The statute of limitations for construction defect claims generally begins to run upon substantial completion, but the equitable principle of tolling may be applied to condominium associations’ claims to defer the running of the limitations period.  For example, in Palisades, construction was substantially complete on May 1, 2002.  The unit owners, however, did not gain full control of the Board until July 2006.  Shortly after gaining control, the board retained an engineering company to undertake an evaluation of the property and in June 2007 a report was supplied to the board identifying various construction defects.

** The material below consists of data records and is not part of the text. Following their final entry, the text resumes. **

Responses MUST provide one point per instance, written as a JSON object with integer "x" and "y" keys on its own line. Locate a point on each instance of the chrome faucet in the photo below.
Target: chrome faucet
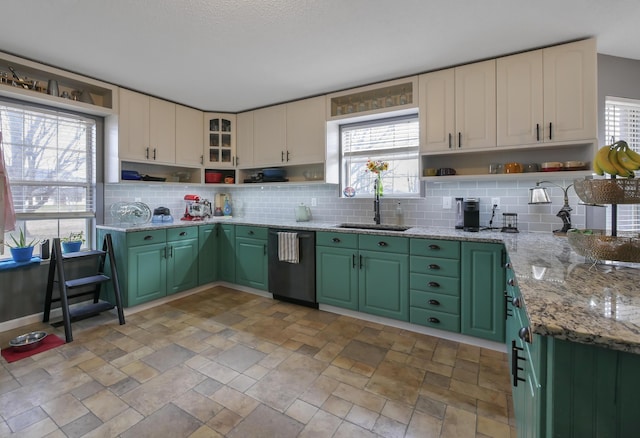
{"x": 376, "y": 202}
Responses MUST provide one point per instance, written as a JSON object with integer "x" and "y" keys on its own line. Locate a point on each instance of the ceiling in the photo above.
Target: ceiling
{"x": 234, "y": 55}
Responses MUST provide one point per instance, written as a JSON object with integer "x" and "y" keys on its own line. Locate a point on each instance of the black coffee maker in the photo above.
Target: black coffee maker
{"x": 471, "y": 215}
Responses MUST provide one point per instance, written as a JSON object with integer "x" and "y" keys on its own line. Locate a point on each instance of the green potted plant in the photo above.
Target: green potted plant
{"x": 21, "y": 250}
{"x": 72, "y": 242}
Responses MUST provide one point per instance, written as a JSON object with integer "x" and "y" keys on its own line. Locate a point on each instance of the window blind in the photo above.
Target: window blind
{"x": 50, "y": 160}
{"x": 622, "y": 122}
{"x": 394, "y": 140}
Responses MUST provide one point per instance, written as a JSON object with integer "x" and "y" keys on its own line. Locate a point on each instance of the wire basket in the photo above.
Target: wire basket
{"x": 599, "y": 246}
{"x": 608, "y": 191}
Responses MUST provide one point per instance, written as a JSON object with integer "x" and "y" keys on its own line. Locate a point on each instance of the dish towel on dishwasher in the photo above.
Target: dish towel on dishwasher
{"x": 288, "y": 247}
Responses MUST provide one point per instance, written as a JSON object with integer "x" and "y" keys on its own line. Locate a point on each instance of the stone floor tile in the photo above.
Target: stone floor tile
{"x": 363, "y": 417}
{"x": 301, "y": 411}
{"x": 169, "y": 421}
{"x": 458, "y": 423}
{"x": 105, "y": 405}
{"x": 64, "y": 409}
{"x": 389, "y": 428}
{"x": 266, "y": 422}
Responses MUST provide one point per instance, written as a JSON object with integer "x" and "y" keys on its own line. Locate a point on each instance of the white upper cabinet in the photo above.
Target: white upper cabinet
{"x": 457, "y": 108}
{"x": 437, "y": 110}
{"x": 219, "y": 140}
{"x": 189, "y": 124}
{"x": 306, "y": 131}
{"x": 570, "y": 91}
{"x": 162, "y": 131}
{"x": 244, "y": 142}
{"x": 476, "y": 105}
{"x": 270, "y": 135}
{"x": 547, "y": 95}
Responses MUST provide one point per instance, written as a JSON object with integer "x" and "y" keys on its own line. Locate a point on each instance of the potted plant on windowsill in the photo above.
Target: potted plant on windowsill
{"x": 21, "y": 250}
{"x": 72, "y": 242}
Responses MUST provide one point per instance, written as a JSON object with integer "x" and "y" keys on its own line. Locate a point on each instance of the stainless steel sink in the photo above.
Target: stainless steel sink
{"x": 375, "y": 227}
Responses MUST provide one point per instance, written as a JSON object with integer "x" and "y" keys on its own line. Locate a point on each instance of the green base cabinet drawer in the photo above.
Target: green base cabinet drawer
{"x": 435, "y": 266}
{"x": 435, "y": 319}
{"x": 447, "y": 249}
{"x": 433, "y": 283}
{"x": 433, "y": 301}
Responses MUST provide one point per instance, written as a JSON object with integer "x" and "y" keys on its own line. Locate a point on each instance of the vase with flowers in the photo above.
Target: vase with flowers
{"x": 377, "y": 167}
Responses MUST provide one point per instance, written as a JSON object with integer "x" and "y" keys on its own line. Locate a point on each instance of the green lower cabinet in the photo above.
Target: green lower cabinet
{"x": 482, "y": 291}
{"x": 182, "y": 259}
{"x": 227, "y": 253}
{"x": 208, "y": 241}
{"x": 337, "y": 277}
{"x": 383, "y": 284}
{"x": 251, "y": 257}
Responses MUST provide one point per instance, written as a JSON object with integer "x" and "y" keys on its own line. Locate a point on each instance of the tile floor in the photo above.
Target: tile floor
{"x": 228, "y": 363}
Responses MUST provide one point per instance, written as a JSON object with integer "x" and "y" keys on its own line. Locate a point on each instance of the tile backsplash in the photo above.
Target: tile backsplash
{"x": 277, "y": 202}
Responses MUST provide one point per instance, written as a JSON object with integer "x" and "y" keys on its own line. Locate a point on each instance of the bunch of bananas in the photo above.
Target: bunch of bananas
{"x": 616, "y": 159}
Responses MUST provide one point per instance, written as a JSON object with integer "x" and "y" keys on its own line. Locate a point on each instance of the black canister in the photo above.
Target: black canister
{"x": 471, "y": 215}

On March 12, 2009, the association filed a complaint in the Superior Court of New Jersey against the construction defendants based on the findings in the June 2007 report.  The construction defendants sought dismissal of the complaint arguing that at the time the engineering report was produced one year still remained on the six year limitations period and therefore the association had ample amount of time to seek recourse and equitable tolling ought not to apply.  On appeal, the Appellate Division reversed the decision of trial and rejected the argument of the defendants, finding that the discovery rule deferred the limitations period until the engineering report was supplied because that is when the board first discovered, through reasonable diligence, that a claim existed.

The decision in Palisades is significant because it affirms that the discovery rule applies to construction defect claims by a condominium association.[3] It is important that associations act with reasonable diligence to discover potential construction defects and timely assert any claims for damages.  If your condominium has recently transitioned from developer to unit owner control, we suggest that you immediately consult with an attorney.

[1] See The Palisades at Fort Lee Condominium Ass’n Inc. v. 100 Old Palisade LLC, Docket No. A-4292-13T3 at

[2] See e.g., Terrace Condominium v. Midlantic National Bank, 268 N.J. Super. 488, 503 (Law Div. 1993) (limitations period tolled when unit owners are not in control of board ); accord Skyline Condominium Assoc. v. Falkin, Nos. A-3913-98, A-3860-98, A-3792-98 (App. Div. Sept. 10, 2001) (inability of association to commence action until unit owners acquired control of association mitigates barring complaint as untimely).

[3] See also Belmont Condo. Ass'n, Inc. v. Geibel, 432 N.J. Super. 52 (App. Div. 2013) (pursuant to discovery rule, statute of limitations on condominium association's Consumer Fraud Act (CFA) claim against developer was tolled until property manager had reason to believe that it had suffered an ascertainable loss from water leaks).